No anthropologist would have seen it, however, except through the most fortunate accident. The sloughed-off rock, a colossal, semicircular monolith, lay in front of the cave that it had created, completely blocking it from view and allowing ingress only at one point—where the giant boulder had split and separated enough to allow a person to get in.

It was a perfect place for the Yahi village, and there the tiny village lay. At the far end of the opening, surrounded on three sides by walls of rock, there were two dome-shaped huts like the ones on Pyrites Creek, but these were winter quarters, covered with skins instead of brush. In front of them was a fire pit shielded by cedar bark, and around the fire sat four Indians quietly absorbed in homely and simple tasks. One of them was the man Gideon had startled—and vice versa—at the gravel bar.

The scene was astonishingly domestic. It was like looking at a museum diorama: Everyday life in the Old Stone Age. Gideon recognized at once what each person was doing, although he had previously seen the tasks performed only in old ethnographic movies. The old man he had seen before was binding the two prongs of a fishing harpoon to its shaft with a length of sinew. Another man, even older, was heating wooden shafts against a hot rock from the fire and pressing out irregularities with his thumbs. A third was stirring something in a large pot or basket, and with the flat of his other hand was braiding grasses into rope by rubbing them against his thigh; that had been women’s work among the Yahi of old. The fourth man was bent over a rock in his hand, pressure-chipping it with a piece of antler.

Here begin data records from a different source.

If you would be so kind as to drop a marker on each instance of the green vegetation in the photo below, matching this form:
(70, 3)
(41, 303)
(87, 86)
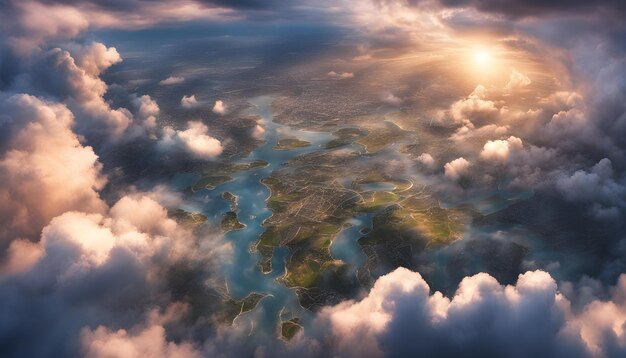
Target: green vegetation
(345, 136)
(290, 143)
(232, 199)
(230, 222)
(289, 329)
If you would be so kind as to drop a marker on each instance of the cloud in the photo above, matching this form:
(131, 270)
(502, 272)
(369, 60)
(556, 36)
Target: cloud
(401, 317)
(147, 111)
(58, 74)
(147, 342)
(172, 80)
(189, 102)
(258, 131)
(194, 140)
(106, 269)
(340, 75)
(219, 107)
(517, 80)
(474, 107)
(392, 99)
(45, 170)
(426, 159)
(596, 185)
(456, 168)
(499, 150)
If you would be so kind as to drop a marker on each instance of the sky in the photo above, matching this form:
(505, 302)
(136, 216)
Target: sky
(101, 100)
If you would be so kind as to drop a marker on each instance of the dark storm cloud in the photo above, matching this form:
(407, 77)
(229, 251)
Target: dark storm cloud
(521, 8)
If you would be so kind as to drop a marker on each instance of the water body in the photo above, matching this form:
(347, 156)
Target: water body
(243, 275)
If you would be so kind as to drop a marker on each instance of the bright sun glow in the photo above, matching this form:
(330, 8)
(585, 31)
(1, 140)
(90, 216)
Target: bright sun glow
(481, 57)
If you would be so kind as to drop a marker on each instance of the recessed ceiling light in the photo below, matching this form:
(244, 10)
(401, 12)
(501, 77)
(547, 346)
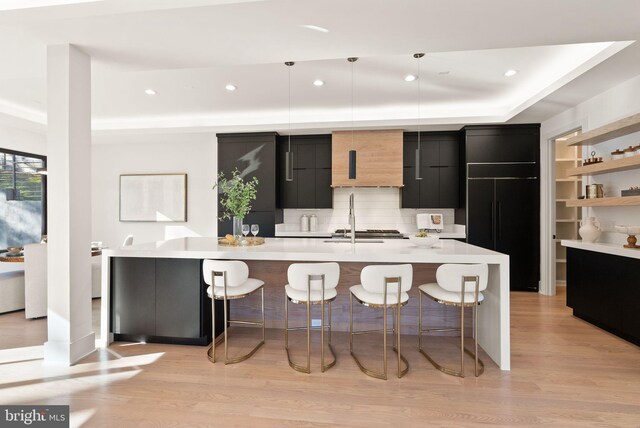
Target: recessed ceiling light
(315, 28)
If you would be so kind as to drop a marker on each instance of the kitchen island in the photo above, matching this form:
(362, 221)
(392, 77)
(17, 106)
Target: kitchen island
(268, 262)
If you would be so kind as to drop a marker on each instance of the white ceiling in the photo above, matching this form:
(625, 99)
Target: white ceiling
(565, 52)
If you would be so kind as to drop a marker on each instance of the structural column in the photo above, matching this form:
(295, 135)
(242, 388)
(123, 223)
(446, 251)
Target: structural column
(70, 334)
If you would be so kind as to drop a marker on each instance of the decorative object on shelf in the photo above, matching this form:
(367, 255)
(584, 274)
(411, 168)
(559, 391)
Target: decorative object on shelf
(422, 239)
(617, 154)
(631, 191)
(589, 229)
(632, 231)
(231, 241)
(289, 155)
(304, 223)
(593, 159)
(629, 151)
(235, 196)
(594, 191)
(418, 56)
(153, 197)
(352, 152)
(313, 223)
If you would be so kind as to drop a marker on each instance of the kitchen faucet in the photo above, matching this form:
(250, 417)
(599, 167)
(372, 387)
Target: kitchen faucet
(352, 218)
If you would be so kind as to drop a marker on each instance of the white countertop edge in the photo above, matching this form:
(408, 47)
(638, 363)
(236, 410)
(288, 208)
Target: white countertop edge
(606, 248)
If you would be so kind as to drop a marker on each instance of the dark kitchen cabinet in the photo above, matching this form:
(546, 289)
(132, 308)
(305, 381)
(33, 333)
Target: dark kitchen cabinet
(439, 168)
(503, 197)
(311, 184)
(254, 155)
(160, 300)
(602, 289)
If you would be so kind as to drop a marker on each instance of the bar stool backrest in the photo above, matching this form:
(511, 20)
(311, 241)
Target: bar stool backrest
(449, 276)
(298, 275)
(237, 272)
(373, 278)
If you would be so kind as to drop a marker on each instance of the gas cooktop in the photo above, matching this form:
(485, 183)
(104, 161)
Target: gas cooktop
(369, 233)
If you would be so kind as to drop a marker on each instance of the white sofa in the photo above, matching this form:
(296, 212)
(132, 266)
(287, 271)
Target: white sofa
(11, 287)
(35, 280)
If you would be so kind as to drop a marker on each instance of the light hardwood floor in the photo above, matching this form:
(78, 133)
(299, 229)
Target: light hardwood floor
(565, 372)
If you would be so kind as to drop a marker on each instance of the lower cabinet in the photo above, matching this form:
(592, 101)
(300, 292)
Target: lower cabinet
(603, 290)
(161, 300)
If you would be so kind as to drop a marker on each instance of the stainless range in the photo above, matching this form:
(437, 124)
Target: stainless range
(368, 234)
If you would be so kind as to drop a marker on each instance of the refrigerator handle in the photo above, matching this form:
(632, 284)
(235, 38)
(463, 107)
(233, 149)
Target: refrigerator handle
(493, 223)
(498, 215)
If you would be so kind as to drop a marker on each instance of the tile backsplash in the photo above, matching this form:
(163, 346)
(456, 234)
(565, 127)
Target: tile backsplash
(376, 208)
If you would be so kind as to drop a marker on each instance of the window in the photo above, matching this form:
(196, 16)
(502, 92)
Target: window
(22, 198)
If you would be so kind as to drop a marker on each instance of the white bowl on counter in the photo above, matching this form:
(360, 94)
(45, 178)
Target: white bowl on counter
(629, 230)
(426, 241)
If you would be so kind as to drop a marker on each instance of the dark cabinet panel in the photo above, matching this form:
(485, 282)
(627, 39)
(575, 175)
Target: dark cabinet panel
(178, 297)
(503, 143)
(254, 155)
(602, 289)
(480, 212)
(411, 189)
(133, 305)
(324, 192)
(312, 162)
(430, 187)
(449, 183)
(440, 185)
(516, 214)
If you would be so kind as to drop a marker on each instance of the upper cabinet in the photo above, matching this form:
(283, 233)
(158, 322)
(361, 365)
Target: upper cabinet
(439, 170)
(310, 186)
(254, 155)
(378, 158)
(503, 143)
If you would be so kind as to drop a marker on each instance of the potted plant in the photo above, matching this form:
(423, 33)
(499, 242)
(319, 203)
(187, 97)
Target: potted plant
(235, 196)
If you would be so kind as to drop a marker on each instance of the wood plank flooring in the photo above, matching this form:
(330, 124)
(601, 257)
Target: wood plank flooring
(565, 372)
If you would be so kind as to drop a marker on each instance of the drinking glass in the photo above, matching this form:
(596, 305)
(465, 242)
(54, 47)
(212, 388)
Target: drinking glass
(245, 232)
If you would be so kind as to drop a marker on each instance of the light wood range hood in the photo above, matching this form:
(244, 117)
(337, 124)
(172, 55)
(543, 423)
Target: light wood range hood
(378, 154)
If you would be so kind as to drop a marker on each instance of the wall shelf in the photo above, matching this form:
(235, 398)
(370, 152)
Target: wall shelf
(608, 166)
(618, 201)
(625, 126)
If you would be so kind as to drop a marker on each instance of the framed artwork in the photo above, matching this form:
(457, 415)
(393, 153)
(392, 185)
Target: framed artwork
(153, 197)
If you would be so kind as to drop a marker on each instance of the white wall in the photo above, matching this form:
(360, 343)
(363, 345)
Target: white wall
(376, 208)
(193, 154)
(616, 103)
(22, 140)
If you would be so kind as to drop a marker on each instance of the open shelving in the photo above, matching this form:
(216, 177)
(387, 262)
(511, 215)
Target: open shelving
(618, 201)
(623, 164)
(616, 129)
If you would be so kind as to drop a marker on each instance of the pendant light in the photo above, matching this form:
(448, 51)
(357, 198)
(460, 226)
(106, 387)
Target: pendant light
(352, 152)
(288, 160)
(418, 56)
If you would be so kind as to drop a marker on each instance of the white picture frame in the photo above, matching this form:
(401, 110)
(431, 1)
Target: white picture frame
(153, 198)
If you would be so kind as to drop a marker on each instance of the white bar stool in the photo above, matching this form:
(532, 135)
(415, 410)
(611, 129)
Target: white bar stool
(311, 284)
(451, 291)
(229, 280)
(382, 286)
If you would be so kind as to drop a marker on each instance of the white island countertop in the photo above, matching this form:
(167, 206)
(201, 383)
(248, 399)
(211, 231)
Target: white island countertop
(603, 247)
(309, 249)
(493, 313)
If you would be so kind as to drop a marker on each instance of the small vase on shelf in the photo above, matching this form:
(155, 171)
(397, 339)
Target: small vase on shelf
(589, 229)
(237, 227)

"Gideon," Julie whispered, "they’re so old."

They were; the youngest of them appeared to be in his mid-sixties.

"They don’t look like killers," Julie said. "They look so…pacific. There must be others, mustn’t there? Younger ones?"

"Maybe, but not many. There are only two huts."

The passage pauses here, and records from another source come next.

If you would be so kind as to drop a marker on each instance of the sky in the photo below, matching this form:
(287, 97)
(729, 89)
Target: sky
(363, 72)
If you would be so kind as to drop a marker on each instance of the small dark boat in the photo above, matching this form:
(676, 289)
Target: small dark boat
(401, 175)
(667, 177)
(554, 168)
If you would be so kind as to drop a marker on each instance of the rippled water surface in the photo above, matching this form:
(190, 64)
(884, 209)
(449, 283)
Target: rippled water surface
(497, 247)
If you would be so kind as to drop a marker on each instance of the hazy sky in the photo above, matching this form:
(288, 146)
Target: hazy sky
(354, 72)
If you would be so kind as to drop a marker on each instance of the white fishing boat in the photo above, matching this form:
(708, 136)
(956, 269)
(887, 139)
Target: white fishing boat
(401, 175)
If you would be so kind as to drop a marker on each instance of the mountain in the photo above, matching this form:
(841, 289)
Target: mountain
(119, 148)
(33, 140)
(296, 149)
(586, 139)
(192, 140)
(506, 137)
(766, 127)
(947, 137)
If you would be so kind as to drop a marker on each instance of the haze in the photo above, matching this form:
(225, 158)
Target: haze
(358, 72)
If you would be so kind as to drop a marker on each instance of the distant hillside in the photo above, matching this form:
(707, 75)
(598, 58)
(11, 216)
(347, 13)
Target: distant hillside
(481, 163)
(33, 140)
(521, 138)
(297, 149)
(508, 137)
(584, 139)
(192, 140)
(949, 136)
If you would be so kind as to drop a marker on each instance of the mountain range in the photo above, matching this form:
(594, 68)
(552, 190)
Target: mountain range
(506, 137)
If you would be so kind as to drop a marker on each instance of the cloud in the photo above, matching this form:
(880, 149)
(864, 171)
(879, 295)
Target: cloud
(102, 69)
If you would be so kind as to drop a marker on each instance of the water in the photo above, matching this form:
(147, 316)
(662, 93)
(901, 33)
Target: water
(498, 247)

The question was answered more definitively by a movement off to the left and above them. A fifth Indian was slowly rising from a sitting position in a cleft in the big rock that fronted the cave and was looking down at them with an expression that was far from pacific. Gideon could feel the hostility radiate from him.

Like the old people, he wore a breechclout, but his shoulders were naked, not covered by a ragged cape. Like them, he gleamed with grease, and his short hair was clotted with it. There the resemblance ended. This was a lithe, slender man of thirty or less, who might have been carved from dark marble. He stood, in fact, remarkably like a barbaric David, confident and arrogantly relaxed, his narrow hips canted, one sinewy hand hanging loosely curled at his side. The other hand was at his shoulder, but where Michelangelo had chosen to put a sling, there was a long, bone-pointed spear cradled almost casually.

 

 

 

Chapter 17

 

 

   The Indian said something in a sharp, nasal voice, and the old people stood up quickly, if shakily, saw the two strangers, and stared, open-mouthed.

Julie’s fingers, ice-cold, crept into Gideon’s hand. "Be of stout heart," he said, calmly enough to surprise himself. "This is what we came for. He doesn’t seem to be pointing that thing at us."

Julie surprised him, too. "At least he doesn’t have an atlatl," she said lightly, but her voice was barely audible.

"You stay here." He squeezed her fingers, dropped her hand, and stepped forward.

"Ya’a hushol,"
he said loudly, feeling stagey and embarrassed.

"Ya’a hushol,"
answered the Indian on the rock—the first real proof that Gideon could communicate with them. But the voice seemed to be heavy with mockery.

Gideon walked cautiously toward him.
"Ai’niza ma’a
wagai,"
he said. "I am a friend." He noticed for the first time that a stone ax was thrust through the Indian’s waistband. The one that had nearly brained him? Instinctively, his fingers crept to the bandage on his head.